In operation, all influent flow enters the anaerobic chamber, where solids settle in the manner of a primary clarifier. Elimination of primary solids at that stage is said to allow for much smaller SBR basins, at equivalent SRT, than with conventional SBR’s.
The anaerobic selector is noted as creating soluble carbon as a food source for biological nutrient and phosphorous removal, through conversion of settleable BOD to soluble BOD, while forcing the release of phosphorous by subjecting the recirculated biomass to anaerobic conditions.
Influent then continues to the SAM™ surge basin, also known as the influent equalization basin. This part of the system is said to provide flow and nutrient equalization that allows for optimization of treatment at the full range of flows and loadings.
Mixed liquor is maintained in the SAM™ tank for immediate reaction with flow from the anaerobic chamber, in order to suppress odors, and also initiate and accelerate carbon and nitrogen reactions. In addition, mixed liquor is recycled from the top of the SBR tank, for removal of scum by a proprietary flow and scum control sub-system.

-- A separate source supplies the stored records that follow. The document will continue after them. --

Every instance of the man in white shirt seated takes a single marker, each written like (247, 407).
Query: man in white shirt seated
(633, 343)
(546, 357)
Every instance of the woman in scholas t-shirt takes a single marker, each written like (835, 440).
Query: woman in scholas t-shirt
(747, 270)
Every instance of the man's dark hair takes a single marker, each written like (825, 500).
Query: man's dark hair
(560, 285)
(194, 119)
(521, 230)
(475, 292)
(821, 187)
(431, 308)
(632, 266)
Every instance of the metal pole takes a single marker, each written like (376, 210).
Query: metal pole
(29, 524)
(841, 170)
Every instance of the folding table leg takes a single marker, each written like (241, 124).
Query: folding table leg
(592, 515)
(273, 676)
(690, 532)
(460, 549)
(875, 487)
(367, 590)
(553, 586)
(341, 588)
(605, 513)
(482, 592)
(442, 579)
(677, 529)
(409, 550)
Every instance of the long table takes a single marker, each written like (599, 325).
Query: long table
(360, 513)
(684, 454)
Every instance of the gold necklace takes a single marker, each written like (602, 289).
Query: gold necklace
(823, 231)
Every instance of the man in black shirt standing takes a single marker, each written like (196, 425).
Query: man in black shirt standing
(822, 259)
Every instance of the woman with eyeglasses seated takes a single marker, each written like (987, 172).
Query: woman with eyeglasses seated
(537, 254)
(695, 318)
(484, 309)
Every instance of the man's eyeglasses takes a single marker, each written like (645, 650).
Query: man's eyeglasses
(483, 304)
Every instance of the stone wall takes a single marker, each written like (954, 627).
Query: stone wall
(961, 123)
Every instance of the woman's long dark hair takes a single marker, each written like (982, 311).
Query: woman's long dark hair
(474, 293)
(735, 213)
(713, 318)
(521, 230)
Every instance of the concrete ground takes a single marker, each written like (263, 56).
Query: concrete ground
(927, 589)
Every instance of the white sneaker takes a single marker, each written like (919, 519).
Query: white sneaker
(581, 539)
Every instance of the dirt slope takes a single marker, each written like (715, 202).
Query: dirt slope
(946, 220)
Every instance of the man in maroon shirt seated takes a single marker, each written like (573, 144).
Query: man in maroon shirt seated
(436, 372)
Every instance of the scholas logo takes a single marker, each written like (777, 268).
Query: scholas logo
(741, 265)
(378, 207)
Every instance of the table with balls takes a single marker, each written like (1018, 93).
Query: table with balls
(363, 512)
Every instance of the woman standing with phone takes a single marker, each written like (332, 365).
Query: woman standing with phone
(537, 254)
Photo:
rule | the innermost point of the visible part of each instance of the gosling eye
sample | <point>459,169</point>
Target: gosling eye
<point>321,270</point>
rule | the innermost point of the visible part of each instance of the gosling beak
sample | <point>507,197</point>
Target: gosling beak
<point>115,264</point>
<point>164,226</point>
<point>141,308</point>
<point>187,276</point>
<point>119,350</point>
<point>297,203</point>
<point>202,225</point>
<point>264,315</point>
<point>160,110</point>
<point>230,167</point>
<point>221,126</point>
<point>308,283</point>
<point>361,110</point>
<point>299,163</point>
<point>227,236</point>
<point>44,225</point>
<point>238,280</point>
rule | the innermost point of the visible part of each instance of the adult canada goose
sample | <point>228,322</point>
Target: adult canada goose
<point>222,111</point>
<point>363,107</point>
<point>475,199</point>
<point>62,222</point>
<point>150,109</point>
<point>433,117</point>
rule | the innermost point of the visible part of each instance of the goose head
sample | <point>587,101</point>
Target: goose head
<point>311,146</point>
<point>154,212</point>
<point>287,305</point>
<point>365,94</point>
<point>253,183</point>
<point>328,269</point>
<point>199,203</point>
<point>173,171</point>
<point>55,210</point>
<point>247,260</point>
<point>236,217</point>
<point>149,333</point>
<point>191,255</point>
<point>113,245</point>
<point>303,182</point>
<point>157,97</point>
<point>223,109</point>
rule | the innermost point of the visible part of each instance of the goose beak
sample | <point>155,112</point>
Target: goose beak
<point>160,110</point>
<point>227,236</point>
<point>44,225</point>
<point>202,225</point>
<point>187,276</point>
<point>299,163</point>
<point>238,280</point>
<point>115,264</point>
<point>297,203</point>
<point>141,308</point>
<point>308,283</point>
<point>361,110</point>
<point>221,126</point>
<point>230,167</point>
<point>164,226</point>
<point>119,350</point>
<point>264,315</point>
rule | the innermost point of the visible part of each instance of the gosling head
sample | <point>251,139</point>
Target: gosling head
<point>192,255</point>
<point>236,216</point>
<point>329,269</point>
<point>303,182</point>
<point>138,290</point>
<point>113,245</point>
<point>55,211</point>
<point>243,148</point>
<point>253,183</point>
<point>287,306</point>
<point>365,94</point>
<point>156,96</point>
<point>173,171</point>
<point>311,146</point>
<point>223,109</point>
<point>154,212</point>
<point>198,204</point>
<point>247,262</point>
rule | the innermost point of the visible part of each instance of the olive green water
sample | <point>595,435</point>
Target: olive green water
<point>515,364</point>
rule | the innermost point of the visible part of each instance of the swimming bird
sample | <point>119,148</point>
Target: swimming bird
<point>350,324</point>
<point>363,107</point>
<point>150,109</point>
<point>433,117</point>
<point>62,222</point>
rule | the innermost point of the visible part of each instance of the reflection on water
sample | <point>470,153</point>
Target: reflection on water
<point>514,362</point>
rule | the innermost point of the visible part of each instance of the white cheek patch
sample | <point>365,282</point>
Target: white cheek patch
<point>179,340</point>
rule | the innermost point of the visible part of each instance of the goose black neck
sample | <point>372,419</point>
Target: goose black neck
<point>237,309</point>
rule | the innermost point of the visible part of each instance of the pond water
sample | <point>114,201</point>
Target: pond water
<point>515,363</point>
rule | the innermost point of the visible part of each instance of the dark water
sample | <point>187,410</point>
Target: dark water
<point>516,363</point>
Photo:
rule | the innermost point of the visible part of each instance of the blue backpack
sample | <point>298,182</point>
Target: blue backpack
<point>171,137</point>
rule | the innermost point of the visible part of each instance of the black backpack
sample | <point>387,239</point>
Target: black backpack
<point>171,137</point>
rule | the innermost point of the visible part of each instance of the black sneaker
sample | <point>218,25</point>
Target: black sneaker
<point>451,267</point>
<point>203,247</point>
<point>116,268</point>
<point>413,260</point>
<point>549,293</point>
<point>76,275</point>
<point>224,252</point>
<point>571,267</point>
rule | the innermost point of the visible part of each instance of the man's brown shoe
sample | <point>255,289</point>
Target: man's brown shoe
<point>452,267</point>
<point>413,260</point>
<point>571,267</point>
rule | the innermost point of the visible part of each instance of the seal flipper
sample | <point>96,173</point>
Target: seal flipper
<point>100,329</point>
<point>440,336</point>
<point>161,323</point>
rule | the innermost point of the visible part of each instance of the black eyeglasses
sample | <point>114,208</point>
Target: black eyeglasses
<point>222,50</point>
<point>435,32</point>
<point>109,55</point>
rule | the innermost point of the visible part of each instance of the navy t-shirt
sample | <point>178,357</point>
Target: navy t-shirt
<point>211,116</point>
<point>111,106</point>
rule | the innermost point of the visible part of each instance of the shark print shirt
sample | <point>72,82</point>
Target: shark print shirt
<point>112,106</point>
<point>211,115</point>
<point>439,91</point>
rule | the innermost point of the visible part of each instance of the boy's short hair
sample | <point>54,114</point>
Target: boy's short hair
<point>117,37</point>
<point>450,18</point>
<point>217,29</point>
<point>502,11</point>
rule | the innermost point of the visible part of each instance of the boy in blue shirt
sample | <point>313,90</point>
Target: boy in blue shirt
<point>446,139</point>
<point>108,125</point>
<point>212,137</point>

Nitrates are recycled to the SAM™ tank for denitrication, with reactions said to be accelerated in the presence of unreacted carbon from the raw sewage entering that tank. Aeration and energy requirements are said to be reduced, as nitrates are fully reduced to nitrogen gas there.
In addition to WWTP applications like the St. Philip’s installation, Fluidyne says its ISAM™ has also been used as a stand-alone system to thicken and destroy organic sludge from other biological treatment plants, as a means for significantly reducing sludge disposal volume.